2014A&A...568L...5C

Because it is viewed simply edge-on, the HH212 protostellar system is an ideal laboratory for studying the interplay of infall, outflow, and rotation in the earliest stages of low-mass star formation. We wish to exploit the unmatched combination of high angular resolution, high sensitivity, high-imaging fidelity, and spectral coverage provided by ALMA to shed light on the complex kinematics of the innermost central regions of HH212. We mapped the inner 10" (4500AU) of the HH212 system at ≃0.5" resolution in several molecular tracers and in the 850 µm dust continuum using the ALMA interferometer in band 7 in the extended configuration of the Early Science Cycle 0 operations.
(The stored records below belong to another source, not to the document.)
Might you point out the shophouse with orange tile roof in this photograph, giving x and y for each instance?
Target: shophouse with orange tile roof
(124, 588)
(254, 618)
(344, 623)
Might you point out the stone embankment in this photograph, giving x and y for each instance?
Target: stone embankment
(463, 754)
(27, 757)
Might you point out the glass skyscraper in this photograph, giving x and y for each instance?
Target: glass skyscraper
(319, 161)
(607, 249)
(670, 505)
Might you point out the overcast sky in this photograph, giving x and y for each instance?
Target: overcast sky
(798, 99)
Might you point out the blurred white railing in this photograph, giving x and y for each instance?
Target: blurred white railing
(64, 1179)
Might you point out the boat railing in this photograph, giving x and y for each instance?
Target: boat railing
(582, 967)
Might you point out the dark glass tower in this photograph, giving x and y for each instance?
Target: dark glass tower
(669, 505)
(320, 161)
Within a single ALMA spectral set-up, we simultaneously identify all the crucial ingredients known to be involved in the star formation recipe: (i) the fast, collimated bipolar SiO jet driven by the protostar; (ii) the large-scale swept-up CO outflow; (iii) the flattened rotating and infalling envelope, with bipolar cavities carved by the outflow (in C¹⁷O(3-2)); and (iv) a rotating wide-angle flow that fills the cavities and surrounds the axial jet (in C³⁴S(7-6)). In addition, the compact high-velocity C¹⁷O emission (±1.9-3.5km/s from systemic) shows a velocity gradient along the equatorial plane consistent with a rotating disk of ≃0.2"=90AU around a≃0.3 ±0.1M_☉ source. The rotating disk is possibly Keplerian. HH212 is the third Class 0 protostar with possible signatures of a Keplerian disk of radius ≥30AU. The warped geometry in our CS data suggests that this large Keplerian disk might result from misaligned magnetic and rotation axes during the collapse phase. The wide-angle CS flow suggests that disk winds may be present in this source.